No. Children grow over time. Many things happen between September and May. The child eats, sleeps, matures, learns, plays, and receives instruction. If we want to know whether the lunchbox made a difference, we need a fair comparison.
The same is true in instruction. If children’s reading scores go up after a program is introduced, we cannot automatically say the program caused the improvement. Children develop. Teachers teach. Schools change. Practice accumulates. Other instruction may be happening. Without a real comparison group, the design cannot support the same kind of causal claim.
Camilli and colleagues pointed out that the Vickery study did not have a control group or another instructional method available for comparison. It was a pre-post design. In their view, it did not meet a strict interpretation of the kind of quasi-experimental evidence the National Reading Panel said it was using.
That should have made people more cautious.
Instead, studies like this helped feed the public message that systematic phonics had been proven.
The larger issue is not whether children should learn grapheme-phoneme correspondences. Of course children need to understand how graphemes can represent phonemes. The question is whether these studies prove that phonics should organize reading instruction. They do not.
They do not compare phonics-first instruction with Structured Word Inquiry. They do not test instruction organized around morphology, etymology, syntax, vocabulary, meaning, and writing. They do not prove that English orthography should be taught as if it were primarily a sound-to-print code. They do not prove that phonology should come before meaning and structure.
They show something narrower.
Under some conditions, explicit instruction in the alphabetic code can improve some word-level outcomes. That is a much smaller claim than the one the public usually hears.
The Camilli article helps us see how a small claim becomes a large one.
A study compares one-to-one tutoring with small-group instruction, and the result becomes “phonics worked.”
A study compares public school classrooms with parochial school classrooms, and the result becomes “more letter-sound instruction worked.”
A before-and-after study shows scores improved, and the result becomes “the program caused the improvement.”
A meta-analysis combines studies like these, and the result becomes “the science is settled.”
Then policy takes that message and hardens it into mandates.
That is the problem.
This is not an argument against research. It is an argument for reading research more carefully. It is not enough to ask, “Did the phonics group do better?” We have to ask, “Better than what? Under what conditions? With what other differences between the groups? On what outcomes? Using what calculation? And how large was the effect once the comparison was cleaned up?”
Those questions are not technical distractions. They are the difference between evidence and overclaim.
Camilli, Vargas, and Yurecko did not show that phonics never works. They showed that the National Reading Panel’s phonics conclusions were more fragile than the public was told.
And once we see that, the familiar phrase “the research says” becomes much less simple.
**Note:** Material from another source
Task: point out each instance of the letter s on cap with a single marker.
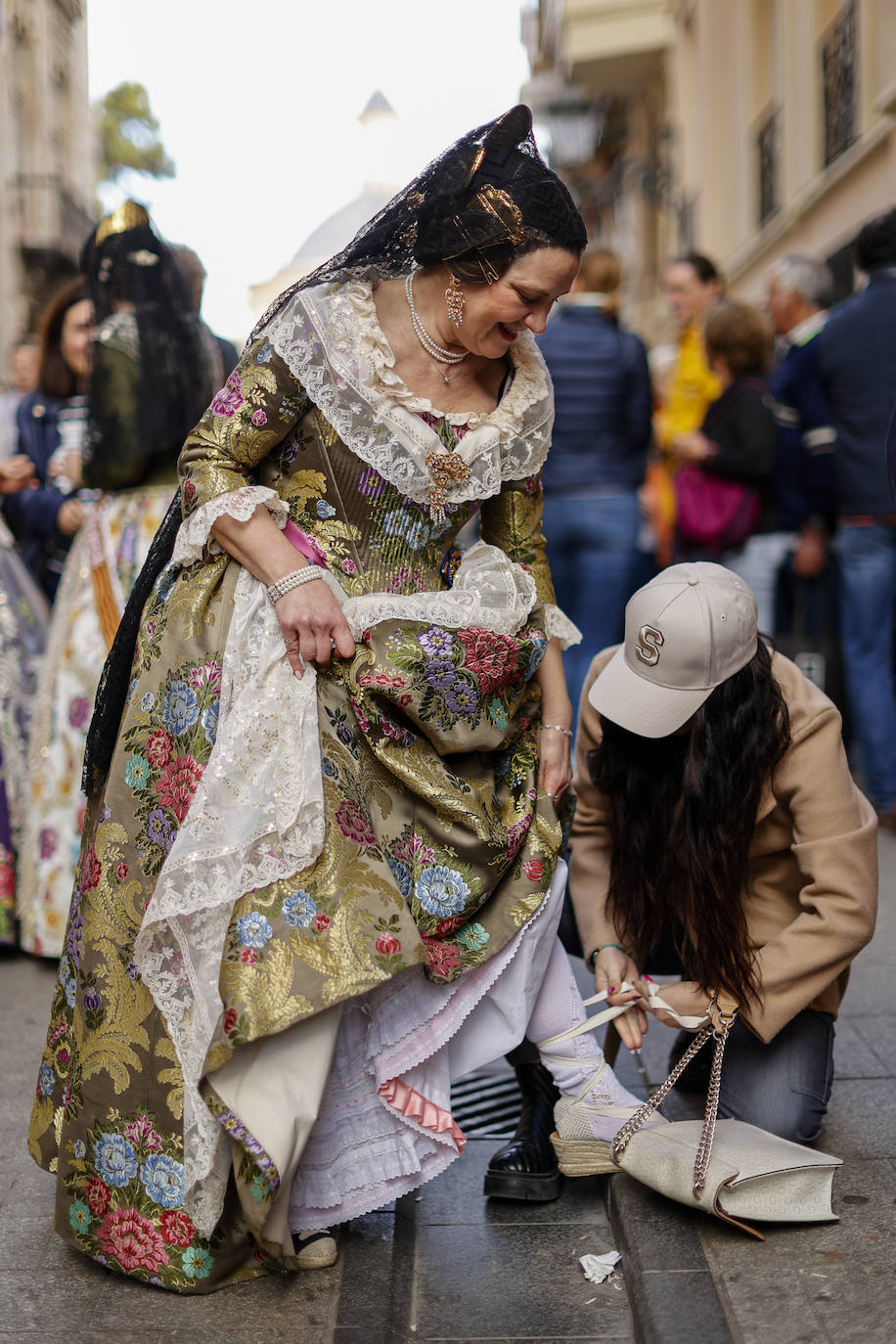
(650, 642)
The research does not speak by itself. People choose the studies. People choose the comparisons. People choose the calculations. People choose which outcomes to emphasize. People choose how much caution to keep when the findings move into policy.
When the comparison changes, the conclusion changes.
And when the conclusion is being used to shape children’s instruction, the comparison has to be right.
Sources
Camilli, G., Vargas, S., & Yurecko, M. (2003). “Teaching Children to Read: The Fragile Link Between Science and Federal Education Policy.” Education Policy Analysis Archives, 11(15).
National Reading Panel. (2000). Teaching Children to Read: An Evidence-Based Assessment of the Scientific Research Literature on Reading and Its Implications for Reading Instruction.
Tunmer, W. E., & Hoover, W. A. (1993). “Phonological Recoding Skill and Beginning Reading.” Reading and Writing: An Interdisciplinary Journal, 5, 161–179.
Vickery, K. S., Reynolds, V. A., & Cochran, S. W. (1987). “Multisensory Teaching Approach for Reading, Spelling, and Handwriting, Orton-Gillingham Based Curriculum, in a Public School Setting.” Annals of Dyslexia, 37, 189–200.